A report published Tuesday by UNICEF found that every year, 1 million newborn babies do not live past their first day. The report also found that 2.6 million babies die before they have lived even a month.
More often than not, newborn mortality is greatly determined by where the baby was born. Henrietta H. Fore, UNICEF's executive director, said Tuesday that "babies born to the poorest families are more than 40 percent more likely to die in the newborn period than babies in the richest families."
The shame is that most of these deaths are preventable, UNICEF explains. More than 80 percent of the deaths are tied to premature births, "complications during labor and delivery," and inadequate health care to treat said complications. In other words, they are circumstantial deaths, rather than medical issues that doctors could not address.
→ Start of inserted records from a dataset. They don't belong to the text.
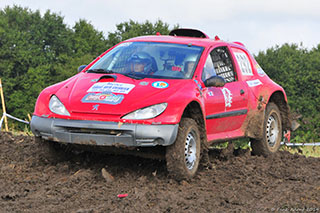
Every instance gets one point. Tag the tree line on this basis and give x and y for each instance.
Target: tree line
(39, 50)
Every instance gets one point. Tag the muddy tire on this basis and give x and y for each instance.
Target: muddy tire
(183, 156)
(272, 133)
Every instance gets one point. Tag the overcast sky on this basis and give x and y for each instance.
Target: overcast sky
(259, 24)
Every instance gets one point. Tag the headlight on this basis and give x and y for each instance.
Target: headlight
(57, 107)
(146, 113)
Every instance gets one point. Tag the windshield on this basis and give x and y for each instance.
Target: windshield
(150, 60)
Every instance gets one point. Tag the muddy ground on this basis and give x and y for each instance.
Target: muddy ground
(239, 182)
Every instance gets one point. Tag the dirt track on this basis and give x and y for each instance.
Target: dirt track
(238, 182)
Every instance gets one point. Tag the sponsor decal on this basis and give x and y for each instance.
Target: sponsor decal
(95, 107)
(254, 83)
(143, 83)
(126, 44)
(198, 84)
(260, 71)
(111, 87)
(227, 97)
(244, 63)
(160, 84)
(175, 68)
(103, 98)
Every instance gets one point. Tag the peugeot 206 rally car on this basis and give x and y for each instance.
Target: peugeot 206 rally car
(183, 92)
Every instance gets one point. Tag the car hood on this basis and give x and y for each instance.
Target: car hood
(115, 94)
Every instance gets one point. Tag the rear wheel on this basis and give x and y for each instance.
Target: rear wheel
(272, 133)
(183, 156)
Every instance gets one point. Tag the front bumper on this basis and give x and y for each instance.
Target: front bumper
(103, 133)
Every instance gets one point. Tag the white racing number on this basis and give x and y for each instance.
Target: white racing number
(244, 63)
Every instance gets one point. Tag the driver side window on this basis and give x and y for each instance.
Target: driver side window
(208, 69)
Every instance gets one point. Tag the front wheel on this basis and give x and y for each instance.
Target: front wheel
(183, 156)
(272, 133)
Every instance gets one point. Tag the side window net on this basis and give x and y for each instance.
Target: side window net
(223, 64)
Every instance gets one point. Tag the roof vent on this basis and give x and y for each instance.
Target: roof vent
(188, 33)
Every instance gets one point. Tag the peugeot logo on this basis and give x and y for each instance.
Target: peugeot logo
(95, 107)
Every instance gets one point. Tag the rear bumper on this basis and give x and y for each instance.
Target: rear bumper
(103, 133)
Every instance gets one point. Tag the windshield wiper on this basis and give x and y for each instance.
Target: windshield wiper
(132, 76)
(100, 70)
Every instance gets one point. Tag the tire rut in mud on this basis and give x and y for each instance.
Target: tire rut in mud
(238, 181)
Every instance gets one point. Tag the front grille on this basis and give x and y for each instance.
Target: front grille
(95, 131)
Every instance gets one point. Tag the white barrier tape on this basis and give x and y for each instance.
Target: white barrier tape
(17, 119)
(301, 144)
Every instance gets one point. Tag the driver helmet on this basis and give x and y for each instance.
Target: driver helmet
(141, 62)
(189, 64)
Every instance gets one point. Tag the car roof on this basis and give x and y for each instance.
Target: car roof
(204, 42)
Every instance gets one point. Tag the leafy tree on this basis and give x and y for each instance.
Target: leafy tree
(37, 51)
(132, 29)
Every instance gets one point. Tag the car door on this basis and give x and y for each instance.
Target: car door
(226, 107)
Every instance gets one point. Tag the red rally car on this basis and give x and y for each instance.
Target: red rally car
(183, 92)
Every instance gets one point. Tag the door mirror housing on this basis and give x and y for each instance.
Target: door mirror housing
(81, 67)
(215, 81)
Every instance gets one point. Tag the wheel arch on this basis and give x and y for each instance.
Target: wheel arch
(193, 110)
(279, 98)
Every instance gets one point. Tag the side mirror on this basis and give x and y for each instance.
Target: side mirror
(80, 68)
(215, 81)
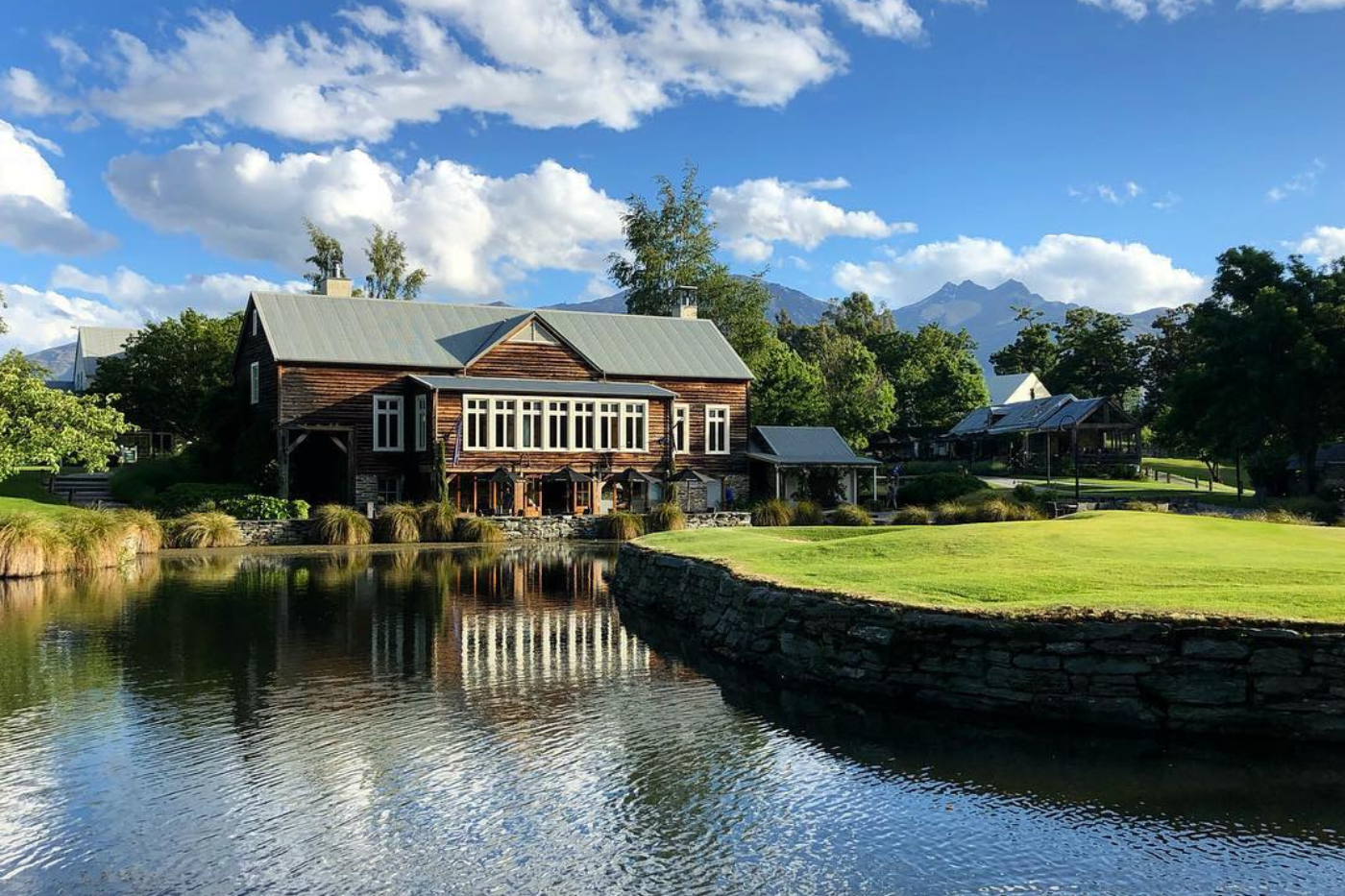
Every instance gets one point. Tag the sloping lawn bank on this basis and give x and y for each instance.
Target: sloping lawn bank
(1150, 564)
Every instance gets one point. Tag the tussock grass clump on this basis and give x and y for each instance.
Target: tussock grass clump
(436, 520)
(30, 545)
(668, 517)
(851, 516)
(97, 539)
(150, 532)
(772, 513)
(339, 525)
(208, 529)
(621, 526)
(477, 530)
(807, 513)
(914, 516)
(397, 525)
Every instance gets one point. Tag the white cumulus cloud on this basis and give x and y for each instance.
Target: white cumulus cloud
(36, 204)
(1112, 276)
(755, 214)
(541, 63)
(1327, 244)
(1137, 10)
(471, 231)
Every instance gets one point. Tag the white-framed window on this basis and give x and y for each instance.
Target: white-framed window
(608, 425)
(681, 428)
(634, 417)
(531, 433)
(421, 423)
(558, 425)
(477, 415)
(504, 424)
(387, 423)
(716, 429)
(582, 426)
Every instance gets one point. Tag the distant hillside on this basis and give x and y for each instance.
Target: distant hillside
(989, 314)
(60, 361)
(802, 307)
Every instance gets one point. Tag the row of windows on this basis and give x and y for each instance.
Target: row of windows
(549, 424)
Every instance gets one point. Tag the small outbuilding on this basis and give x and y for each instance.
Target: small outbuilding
(783, 459)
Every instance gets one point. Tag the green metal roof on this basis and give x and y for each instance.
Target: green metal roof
(547, 386)
(807, 446)
(432, 335)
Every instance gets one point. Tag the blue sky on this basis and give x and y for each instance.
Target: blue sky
(1100, 151)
High-income countries average just three deaths for every 1,000 births, whereas low-income countries report 27 fatalities for every 1,000 births. But economic prosperity is not the only determinant of newborn mortality: UNICEF points out that the U.S. and Kuwait, two wealthy countries, each report four newborn deaths for every 1,000 births, a rate that is comparatively outperformed by "lower-middle income" countries like Sri Lanka and Rwanda, which report five deaths per 1,000 births.
The lesson, UNICEF contends, is that "[investing] in strong health-care systems that prioritize newborns … can make a major difference, even where resources are constrained." Rwanda in particular — a poor country that has recently halved its newborn mortality rate — should "offer hope and lessons for other countries committed to keeping every child alive," the report says.